O pastor Felippe Valadão, da Igreja Batista da Lagoinha em Niterói (RJ) - Reprodução
O pastor Felippe Valadão, da Igreja Batista da Lagoinha em Niterói (RJ) Imagem: Reprodução
Juliana Sayuri e Yuri Eiras

Do TAB, em São Paulo e Niterói (RJ)

25/03/2023 04h01

Com a Bíblia aberta no livro de Gênesis, Felippe Valadão, 42, citava a ida de Abraão a Canaã, no domingo de 12 de fevereiro, na Igreja Batista da Lagoinha em Niterói (RJ). No culto, impregnado pelo aroma de pipoca, vendida dentro da igreja, o pastor fazia um paralelo entre a "Terra Prometida" e a saga de "pioneiros" para desbravar lugares "amaldiçoados" atualmente.

Ironia do destino ou não, no dia anterior Felippe inaugurava a Lagoinha de Itaboraí (RJ) num galpão arrendado que antigamente abrigava a Ita Music, única casa de shows da cidade de 240 mil habitantes, na região metropolitana do Rio. No aniversário de 189 anos de Itaboraí, celebrado no dia 19 de maio, o pastor foi uma das atrações. "Avisa aí, ó, para esses endemoniados de Itaboraí: o tempo da bagunça espiritual acabou, meu filho", declarou, no palco da festa oficial.

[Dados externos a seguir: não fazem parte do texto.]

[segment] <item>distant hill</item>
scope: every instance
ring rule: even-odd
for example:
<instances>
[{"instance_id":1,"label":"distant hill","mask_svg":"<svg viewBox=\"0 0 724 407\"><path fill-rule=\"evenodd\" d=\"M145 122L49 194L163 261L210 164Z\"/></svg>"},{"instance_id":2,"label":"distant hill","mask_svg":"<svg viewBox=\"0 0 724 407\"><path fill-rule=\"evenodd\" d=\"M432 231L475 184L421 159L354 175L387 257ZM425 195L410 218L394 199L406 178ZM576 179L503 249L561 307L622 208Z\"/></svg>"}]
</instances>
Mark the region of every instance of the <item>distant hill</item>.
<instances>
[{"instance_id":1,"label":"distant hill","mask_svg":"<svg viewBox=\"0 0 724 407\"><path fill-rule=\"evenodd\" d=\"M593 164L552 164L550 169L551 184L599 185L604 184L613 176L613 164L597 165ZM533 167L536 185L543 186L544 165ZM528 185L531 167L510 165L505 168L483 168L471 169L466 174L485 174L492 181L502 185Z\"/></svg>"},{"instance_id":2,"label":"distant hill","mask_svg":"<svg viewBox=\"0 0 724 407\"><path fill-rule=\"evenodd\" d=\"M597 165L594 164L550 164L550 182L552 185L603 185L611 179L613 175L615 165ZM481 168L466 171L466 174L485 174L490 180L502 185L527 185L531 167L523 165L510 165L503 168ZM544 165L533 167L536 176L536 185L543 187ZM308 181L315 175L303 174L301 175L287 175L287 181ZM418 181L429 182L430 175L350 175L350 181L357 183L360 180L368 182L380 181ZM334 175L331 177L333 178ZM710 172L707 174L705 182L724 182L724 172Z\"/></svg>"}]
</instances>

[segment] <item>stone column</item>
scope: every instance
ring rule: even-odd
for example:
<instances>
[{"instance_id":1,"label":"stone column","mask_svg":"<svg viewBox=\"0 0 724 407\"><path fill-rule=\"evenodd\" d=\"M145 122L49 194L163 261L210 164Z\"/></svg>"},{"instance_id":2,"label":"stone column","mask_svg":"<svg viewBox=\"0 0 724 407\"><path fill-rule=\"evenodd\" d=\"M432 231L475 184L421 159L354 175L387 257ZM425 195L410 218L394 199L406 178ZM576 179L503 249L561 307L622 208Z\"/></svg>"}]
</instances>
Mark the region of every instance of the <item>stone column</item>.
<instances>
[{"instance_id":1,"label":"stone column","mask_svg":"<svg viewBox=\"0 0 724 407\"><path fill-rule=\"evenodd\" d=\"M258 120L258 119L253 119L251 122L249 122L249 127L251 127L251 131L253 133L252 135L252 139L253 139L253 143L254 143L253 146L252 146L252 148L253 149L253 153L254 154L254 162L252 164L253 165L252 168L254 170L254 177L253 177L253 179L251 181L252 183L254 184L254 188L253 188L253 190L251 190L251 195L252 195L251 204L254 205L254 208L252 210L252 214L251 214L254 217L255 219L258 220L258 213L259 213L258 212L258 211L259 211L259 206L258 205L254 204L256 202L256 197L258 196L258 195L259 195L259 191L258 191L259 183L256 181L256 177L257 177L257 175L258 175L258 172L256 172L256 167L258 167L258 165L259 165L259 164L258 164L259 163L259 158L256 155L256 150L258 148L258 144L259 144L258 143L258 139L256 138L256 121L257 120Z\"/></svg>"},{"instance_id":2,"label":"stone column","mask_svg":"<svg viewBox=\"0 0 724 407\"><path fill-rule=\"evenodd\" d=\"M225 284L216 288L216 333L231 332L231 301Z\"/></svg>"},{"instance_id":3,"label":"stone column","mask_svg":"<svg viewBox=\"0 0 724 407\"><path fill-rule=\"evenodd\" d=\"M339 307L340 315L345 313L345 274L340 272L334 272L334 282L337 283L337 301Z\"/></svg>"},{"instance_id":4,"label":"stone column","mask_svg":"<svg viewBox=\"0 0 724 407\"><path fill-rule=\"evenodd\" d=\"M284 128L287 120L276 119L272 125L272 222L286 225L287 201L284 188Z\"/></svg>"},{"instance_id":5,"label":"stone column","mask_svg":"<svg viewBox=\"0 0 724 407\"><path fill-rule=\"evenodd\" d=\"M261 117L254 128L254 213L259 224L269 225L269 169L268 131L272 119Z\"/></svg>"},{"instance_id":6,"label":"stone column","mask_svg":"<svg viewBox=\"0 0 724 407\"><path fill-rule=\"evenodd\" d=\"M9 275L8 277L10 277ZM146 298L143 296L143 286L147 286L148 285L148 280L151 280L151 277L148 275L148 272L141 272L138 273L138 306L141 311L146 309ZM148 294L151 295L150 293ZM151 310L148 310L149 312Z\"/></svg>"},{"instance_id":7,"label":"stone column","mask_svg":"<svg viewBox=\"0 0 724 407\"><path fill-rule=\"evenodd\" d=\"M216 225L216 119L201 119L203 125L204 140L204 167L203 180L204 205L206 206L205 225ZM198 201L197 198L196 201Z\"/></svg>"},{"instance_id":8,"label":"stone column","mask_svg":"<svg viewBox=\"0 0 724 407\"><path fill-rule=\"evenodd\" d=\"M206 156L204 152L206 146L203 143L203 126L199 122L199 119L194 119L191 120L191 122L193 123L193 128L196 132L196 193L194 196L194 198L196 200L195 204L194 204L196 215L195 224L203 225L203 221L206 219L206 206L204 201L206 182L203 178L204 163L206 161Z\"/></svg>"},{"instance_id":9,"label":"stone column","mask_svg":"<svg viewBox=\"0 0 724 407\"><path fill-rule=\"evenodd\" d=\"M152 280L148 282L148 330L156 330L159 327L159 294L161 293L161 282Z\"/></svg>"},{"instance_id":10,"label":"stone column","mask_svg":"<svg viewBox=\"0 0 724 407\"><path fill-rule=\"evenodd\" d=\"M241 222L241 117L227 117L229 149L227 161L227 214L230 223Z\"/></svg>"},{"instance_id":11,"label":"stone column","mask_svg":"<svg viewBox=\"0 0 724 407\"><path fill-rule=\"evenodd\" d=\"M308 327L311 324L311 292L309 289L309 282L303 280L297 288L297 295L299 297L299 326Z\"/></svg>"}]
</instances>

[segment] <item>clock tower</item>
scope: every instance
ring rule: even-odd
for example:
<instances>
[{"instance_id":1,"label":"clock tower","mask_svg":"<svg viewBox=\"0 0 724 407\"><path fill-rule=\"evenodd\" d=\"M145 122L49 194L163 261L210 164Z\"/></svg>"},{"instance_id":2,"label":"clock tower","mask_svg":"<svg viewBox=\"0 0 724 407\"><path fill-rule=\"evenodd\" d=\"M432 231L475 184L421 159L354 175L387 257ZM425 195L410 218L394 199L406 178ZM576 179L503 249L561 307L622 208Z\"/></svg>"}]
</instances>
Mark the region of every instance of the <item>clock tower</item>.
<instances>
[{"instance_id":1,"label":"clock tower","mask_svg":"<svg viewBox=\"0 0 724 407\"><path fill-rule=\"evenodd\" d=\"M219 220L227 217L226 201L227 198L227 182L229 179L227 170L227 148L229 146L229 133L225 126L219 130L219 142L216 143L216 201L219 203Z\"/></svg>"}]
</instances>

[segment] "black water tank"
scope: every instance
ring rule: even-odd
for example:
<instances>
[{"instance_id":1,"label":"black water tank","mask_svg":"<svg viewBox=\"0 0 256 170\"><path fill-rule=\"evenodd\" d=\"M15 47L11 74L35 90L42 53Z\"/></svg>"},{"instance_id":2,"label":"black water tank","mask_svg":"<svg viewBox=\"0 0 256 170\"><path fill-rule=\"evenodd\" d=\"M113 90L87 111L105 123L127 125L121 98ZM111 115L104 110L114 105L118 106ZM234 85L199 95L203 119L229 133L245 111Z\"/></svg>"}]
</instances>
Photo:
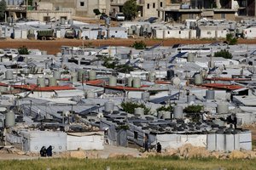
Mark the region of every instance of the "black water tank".
<instances>
[{"instance_id":1,"label":"black water tank","mask_svg":"<svg viewBox=\"0 0 256 170\"><path fill-rule=\"evenodd\" d=\"M171 80L172 77L174 77L174 71L173 70L168 70L167 71L167 80Z\"/></svg>"}]
</instances>

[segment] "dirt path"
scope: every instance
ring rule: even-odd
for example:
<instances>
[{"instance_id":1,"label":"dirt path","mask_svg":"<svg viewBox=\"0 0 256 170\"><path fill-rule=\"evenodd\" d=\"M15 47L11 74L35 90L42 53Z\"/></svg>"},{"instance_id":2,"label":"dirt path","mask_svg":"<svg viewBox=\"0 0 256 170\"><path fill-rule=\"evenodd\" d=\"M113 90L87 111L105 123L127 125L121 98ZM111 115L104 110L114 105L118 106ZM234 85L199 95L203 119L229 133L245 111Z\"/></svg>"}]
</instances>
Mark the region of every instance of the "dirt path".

"A igreja está na rua! A igreja está de pé!", bradou. "E ainda digo mais: prepara para ver muito centro de umbanda sendo fechado da cidade. Eu declaro, vem um tempo aí, Deus vai começar a salvar esses pai de santo [sic] que tem aqui na cidade."

Quatro dias depois, foi instaurada uma ação civil a pedido da Coordenadoria de Direitos Humanos e de Minorias do Ministério Público do Estado do Rio de Janeiro, acusando o pastor de intolerância religiosa e discurso de ódio contra praticantes da umbanda e demais religiões cujos sacerdotes se identificam como "pais de santo".

"O réu possui grande engajamento junto ao segmento religioso de que faz parte, seja por meio de mídias sociais, seja pelos cultos presenciais nas diversas unidades da Igreja Lagoinha. Tal fato ajuda a explicar a enorme repercussão de sua fala", diz o documento do Ministério Público.

Felippe não é um pastor qualquer. Casado com Mariana Valadão, 38, ele é genro de Márcio Valadão, 75, o líder religioso que, ao longo de 50 anos de ministério, alçou a pequena Igreja Batista da Lagoinha, em Belo Horizonte, a uma denominação evangélica com cerca de 130 mil membros cadastrados, 700 unidades no Brasil e em outros 13 países. Por acaso, ele já tinha o sobrenome do clã antes de se casar: nascido em São Gonçalo (RJ), Luiz Felippe Valadão de Azevedo fez seminário em Belo Horizonte e, ao lado de Mariana, fundou a Lagoinha fluminense, em 2013.

'Novo tempo'

No Instagram, onde tem mais de 1,1 milhão de seguidores, publica fotos da família e de viagens a Israel, França e Flórida (onde vive o cunhado, André Valadão, 44, presidente da Lagoinha Global desde dezembro, após o afastamento de Márcio). Também posta prints dos próprios tuítes e trechos de cultos legendados de Niterói, que ocorrem num terreno gigantesco no Piratininga, área perto do mar.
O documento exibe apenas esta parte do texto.